Rakesh Khurana


Rakesh Khurana is an American educator. He is Professor of Sociology at Harvard University, Professor of Leadership Development at Harvard Business School, Faculty Dean of Cabot House, and Dean of Harvard College.

Early life and education

Khurana was born in India and was raised in Queens, New York. He received his bachelor's degree in industrial relations from Cornell, his AM in sociology from Harvard, and his PhD in organizational behavior through a joint program between the Harvard Faculty of Arts and Sciences and Harvard Business School in 1998.

Career

Khurana is a founding team member of Cambridge Technology Partners and from 1998 to 2000 he taught at MIT. Khurana is the author of the book, Searching for a Corporate Savior: The Irrational Quest for Charismatic CEOs and related academic and managerial articles on the pitfalls of charismatic leadership. In 2007 he published his second book From Higher Aims to Hired Hands: The Social Transformation of American Business Schools and the Unfulfilled Promise of Management as a Profession.

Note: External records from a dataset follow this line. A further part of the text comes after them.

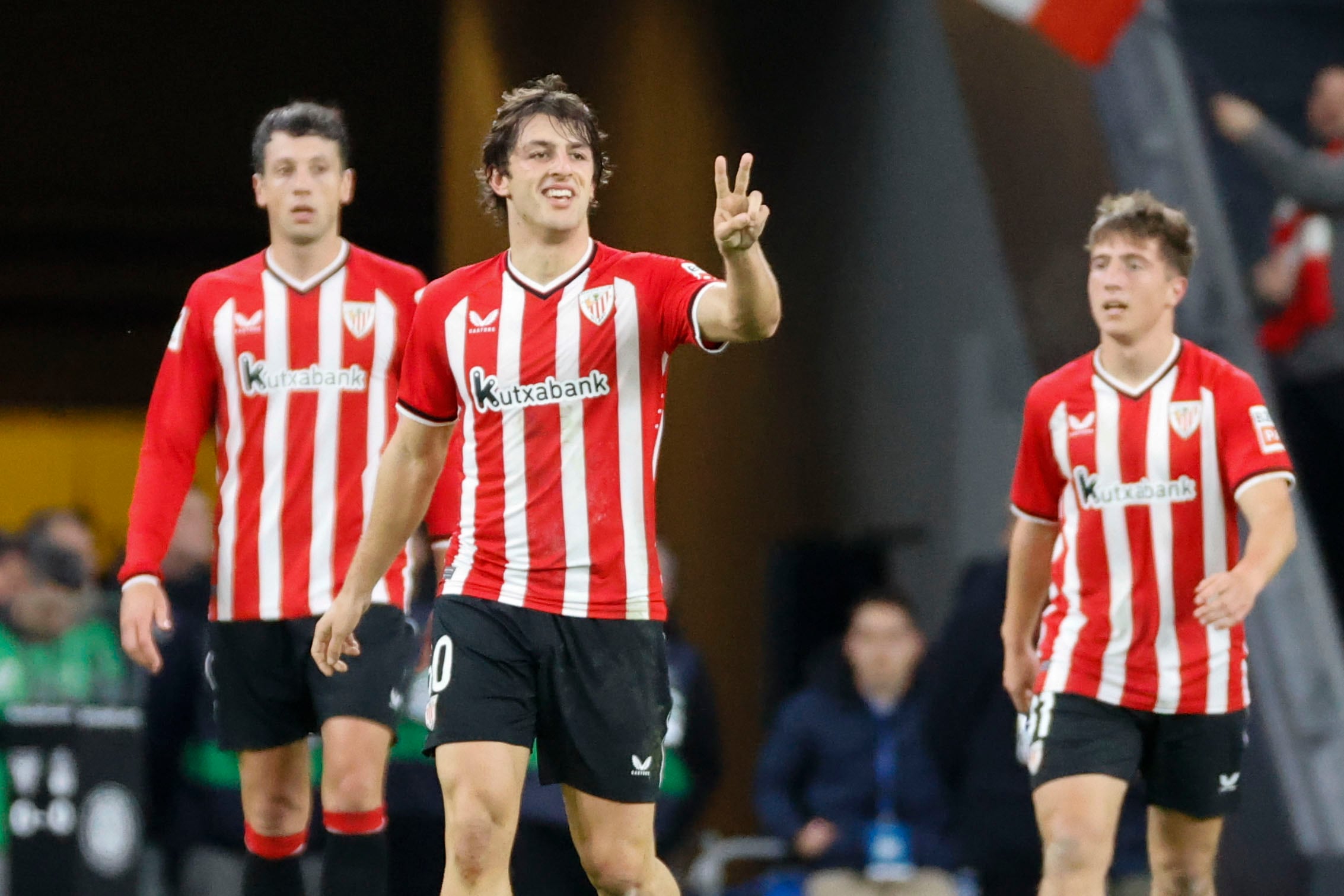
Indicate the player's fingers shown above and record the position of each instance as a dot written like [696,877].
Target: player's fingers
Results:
[744,175]
[721,176]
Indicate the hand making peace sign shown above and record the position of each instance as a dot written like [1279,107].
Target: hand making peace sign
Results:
[738,216]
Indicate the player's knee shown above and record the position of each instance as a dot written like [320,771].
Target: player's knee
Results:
[1075,847]
[617,867]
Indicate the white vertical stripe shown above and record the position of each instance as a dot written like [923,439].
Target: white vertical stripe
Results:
[1215,549]
[270,559]
[1066,639]
[455,336]
[573,457]
[518,555]
[1117,547]
[385,346]
[630,452]
[326,445]
[1160,524]
[233,442]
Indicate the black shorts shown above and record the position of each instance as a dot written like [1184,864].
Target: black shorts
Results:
[269,692]
[1191,763]
[593,694]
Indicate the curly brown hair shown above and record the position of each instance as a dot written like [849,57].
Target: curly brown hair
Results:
[546,95]
[1141,215]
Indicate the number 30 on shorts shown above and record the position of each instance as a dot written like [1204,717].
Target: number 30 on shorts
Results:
[441,664]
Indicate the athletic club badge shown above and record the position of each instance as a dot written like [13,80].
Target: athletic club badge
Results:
[1184,417]
[359,317]
[597,304]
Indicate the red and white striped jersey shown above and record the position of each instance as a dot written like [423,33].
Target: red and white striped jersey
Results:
[559,388]
[1143,484]
[300,382]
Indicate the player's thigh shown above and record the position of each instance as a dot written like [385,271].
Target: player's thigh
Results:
[1081,754]
[276,787]
[608,833]
[261,690]
[1194,763]
[603,708]
[483,677]
[1181,847]
[354,763]
[374,685]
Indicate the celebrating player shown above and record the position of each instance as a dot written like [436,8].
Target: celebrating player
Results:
[554,356]
[1133,464]
[295,356]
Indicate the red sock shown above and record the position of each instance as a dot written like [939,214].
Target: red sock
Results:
[355,822]
[273,848]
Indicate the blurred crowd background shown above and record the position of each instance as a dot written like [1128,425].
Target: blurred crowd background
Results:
[832,503]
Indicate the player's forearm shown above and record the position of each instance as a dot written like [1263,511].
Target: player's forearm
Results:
[1028,582]
[1273,535]
[406,480]
[753,295]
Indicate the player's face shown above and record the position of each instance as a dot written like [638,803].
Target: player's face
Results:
[883,646]
[549,184]
[302,187]
[1130,288]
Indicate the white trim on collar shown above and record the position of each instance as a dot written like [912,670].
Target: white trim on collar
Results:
[1147,385]
[538,289]
[308,285]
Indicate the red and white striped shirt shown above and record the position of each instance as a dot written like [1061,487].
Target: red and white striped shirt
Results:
[300,381]
[1143,484]
[559,388]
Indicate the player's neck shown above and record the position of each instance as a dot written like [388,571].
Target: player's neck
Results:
[1133,363]
[542,259]
[301,261]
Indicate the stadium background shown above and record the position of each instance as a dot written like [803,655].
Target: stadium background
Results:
[931,168]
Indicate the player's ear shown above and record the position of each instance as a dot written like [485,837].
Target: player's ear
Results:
[347,187]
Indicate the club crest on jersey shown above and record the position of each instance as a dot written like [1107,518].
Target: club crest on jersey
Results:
[1265,431]
[1082,425]
[359,317]
[1095,495]
[248,324]
[489,396]
[1184,417]
[597,304]
[483,324]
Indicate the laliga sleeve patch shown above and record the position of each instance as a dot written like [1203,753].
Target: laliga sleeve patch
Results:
[1265,431]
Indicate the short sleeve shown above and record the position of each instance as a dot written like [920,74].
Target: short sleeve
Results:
[680,284]
[1247,439]
[1037,483]
[428,393]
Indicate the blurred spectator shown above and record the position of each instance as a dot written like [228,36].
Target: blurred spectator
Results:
[69,530]
[846,777]
[14,567]
[1300,284]
[969,728]
[544,860]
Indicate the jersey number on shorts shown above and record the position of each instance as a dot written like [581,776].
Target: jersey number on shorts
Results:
[441,664]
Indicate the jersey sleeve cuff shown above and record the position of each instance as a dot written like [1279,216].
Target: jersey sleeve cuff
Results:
[1262,477]
[713,348]
[139,578]
[1031,518]
[421,417]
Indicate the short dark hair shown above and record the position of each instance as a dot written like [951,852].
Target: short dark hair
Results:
[546,95]
[1141,215]
[301,119]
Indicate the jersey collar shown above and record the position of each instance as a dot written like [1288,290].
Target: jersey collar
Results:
[308,285]
[1147,385]
[555,285]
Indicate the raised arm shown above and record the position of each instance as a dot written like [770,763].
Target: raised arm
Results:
[746,307]
[406,479]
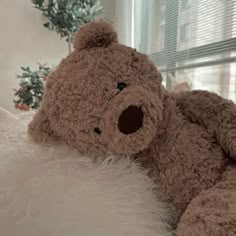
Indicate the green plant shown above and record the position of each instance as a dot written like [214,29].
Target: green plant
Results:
[65,16]
[31,87]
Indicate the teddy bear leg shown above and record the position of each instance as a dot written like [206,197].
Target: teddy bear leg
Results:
[213,211]
[216,114]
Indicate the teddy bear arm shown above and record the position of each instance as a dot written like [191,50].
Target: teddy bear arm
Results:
[40,130]
[216,114]
[213,211]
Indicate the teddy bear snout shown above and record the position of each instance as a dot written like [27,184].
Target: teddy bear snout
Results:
[131,120]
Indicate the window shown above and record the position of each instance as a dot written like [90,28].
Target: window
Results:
[184,32]
[185,4]
[193,41]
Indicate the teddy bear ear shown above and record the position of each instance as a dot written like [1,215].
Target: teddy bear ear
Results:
[95,34]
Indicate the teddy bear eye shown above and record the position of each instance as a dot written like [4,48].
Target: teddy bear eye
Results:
[97,130]
[121,86]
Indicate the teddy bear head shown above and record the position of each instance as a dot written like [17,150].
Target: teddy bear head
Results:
[104,98]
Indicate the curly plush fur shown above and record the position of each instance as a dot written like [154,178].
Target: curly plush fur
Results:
[53,191]
[106,98]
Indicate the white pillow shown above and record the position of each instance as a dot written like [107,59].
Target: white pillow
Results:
[52,191]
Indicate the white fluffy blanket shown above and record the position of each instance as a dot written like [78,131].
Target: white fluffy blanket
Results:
[52,191]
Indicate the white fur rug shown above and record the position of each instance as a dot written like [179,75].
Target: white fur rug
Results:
[52,191]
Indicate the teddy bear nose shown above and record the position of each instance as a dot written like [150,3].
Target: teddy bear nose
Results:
[130,120]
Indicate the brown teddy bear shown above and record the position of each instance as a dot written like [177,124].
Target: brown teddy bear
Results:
[106,98]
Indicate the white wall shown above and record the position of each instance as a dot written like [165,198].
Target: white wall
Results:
[24,41]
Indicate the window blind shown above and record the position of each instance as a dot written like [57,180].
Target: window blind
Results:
[189,36]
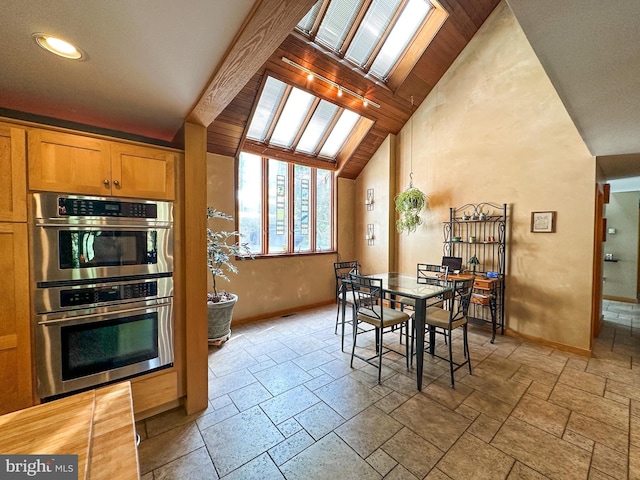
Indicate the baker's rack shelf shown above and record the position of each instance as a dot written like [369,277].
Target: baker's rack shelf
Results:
[478,234]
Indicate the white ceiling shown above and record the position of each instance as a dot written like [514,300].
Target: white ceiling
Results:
[590,51]
[148,60]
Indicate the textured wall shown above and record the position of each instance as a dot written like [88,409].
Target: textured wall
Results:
[495,130]
[621,278]
[267,285]
[377,175]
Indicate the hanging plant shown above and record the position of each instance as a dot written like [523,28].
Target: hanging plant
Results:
[409,204]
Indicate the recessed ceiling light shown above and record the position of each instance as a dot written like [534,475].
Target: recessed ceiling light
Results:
[58,46]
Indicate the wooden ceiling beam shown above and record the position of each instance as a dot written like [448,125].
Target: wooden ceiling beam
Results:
[265,29]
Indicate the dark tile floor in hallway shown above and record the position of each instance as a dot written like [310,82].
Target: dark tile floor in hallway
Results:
[284,403]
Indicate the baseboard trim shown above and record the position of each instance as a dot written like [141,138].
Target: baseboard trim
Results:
[620,299]
[281,313]
[547,343]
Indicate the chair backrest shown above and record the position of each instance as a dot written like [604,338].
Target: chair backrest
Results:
[432,274]
[367,294]
[463,290]
[342,271]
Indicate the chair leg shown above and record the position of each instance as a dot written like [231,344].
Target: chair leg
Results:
[343,319]
[451,362]
[379,335]
[466,346]
[406,345]
[354,323]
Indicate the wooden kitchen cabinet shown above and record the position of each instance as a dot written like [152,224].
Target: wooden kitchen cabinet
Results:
[62,162]
[144,172]
[15,338]
[13,174]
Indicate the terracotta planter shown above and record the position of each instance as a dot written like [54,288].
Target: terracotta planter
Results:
[220,315]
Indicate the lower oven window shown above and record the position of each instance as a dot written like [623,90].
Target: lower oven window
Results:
[97,347]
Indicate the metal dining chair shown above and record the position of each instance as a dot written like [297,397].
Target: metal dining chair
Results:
[429,274]
[451,315]
[343,297]
[367,299]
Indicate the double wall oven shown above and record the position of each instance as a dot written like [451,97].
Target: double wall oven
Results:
[103,289]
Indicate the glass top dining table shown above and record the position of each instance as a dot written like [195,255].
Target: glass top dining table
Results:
[404,285]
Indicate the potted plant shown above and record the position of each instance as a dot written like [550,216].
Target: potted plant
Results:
[409,204]
[222,246]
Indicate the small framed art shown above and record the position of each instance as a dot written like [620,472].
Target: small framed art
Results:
[543,222]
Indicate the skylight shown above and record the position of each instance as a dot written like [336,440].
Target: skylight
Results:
[374,34]
[290,118]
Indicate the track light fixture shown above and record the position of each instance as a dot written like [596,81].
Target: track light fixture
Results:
[311,75]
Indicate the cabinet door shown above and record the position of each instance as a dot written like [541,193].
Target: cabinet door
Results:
[15,341]
[142,172]
[13,174]
[61,162]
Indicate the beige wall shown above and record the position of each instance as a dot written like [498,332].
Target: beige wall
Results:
[494,130]
[621,277]
[269,285]
[378,174]
[346,221]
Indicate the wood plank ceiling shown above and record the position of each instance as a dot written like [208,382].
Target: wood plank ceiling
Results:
[226,132]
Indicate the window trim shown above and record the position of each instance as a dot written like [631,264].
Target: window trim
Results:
[264,221]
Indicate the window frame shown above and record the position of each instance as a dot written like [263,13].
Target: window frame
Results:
[290,226]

The book received the Max Weber prize from the American Sociological Association's Organizations, Occupations, and Work Section and was the Winner of the 2009 Gold Medal Axiom Business Book Award in Career, Jenkins Group, Inc. and the Winner of the 2007 Best Professional/Scholarly Publishing Book in Business, Finance and Management, Association of American Publishers and the Finalist for the George R. Terry Award from the Academy of Management.
He is the co-editor of the Handbook of Leadership Theory and Practice, published by Harvard Business School Press and the Handbook for Teaching Leadership: Knowing, Doing and Being,, published by Sage Publications.

Dean of Harvard College

In July 2014 he became Dean of Harvard College. In May, 2016, Harvard announced severe restrictions on undergraduates who belong to fraternities or gender-exclusive organizations not formally affiliated with the College, some of which are known as "final clubs." Some of these have existed as such for more than 200 years, but Harvard began to admit women undergraduates only in 1977. Dean Khurana had worked with President Drew Gilpin Faust to develop the new policy. Khurana said that the exclusion of women practiced by the clubs has no place in the 21st century. The restrictions on students belonging to these clubs include ineligibility for leadership positions in student organizations affiliated with Harvard, such as sports teams, and ineligibility for required Harvard endorsement for fellowships such as Rhodes and Marshall fellowships.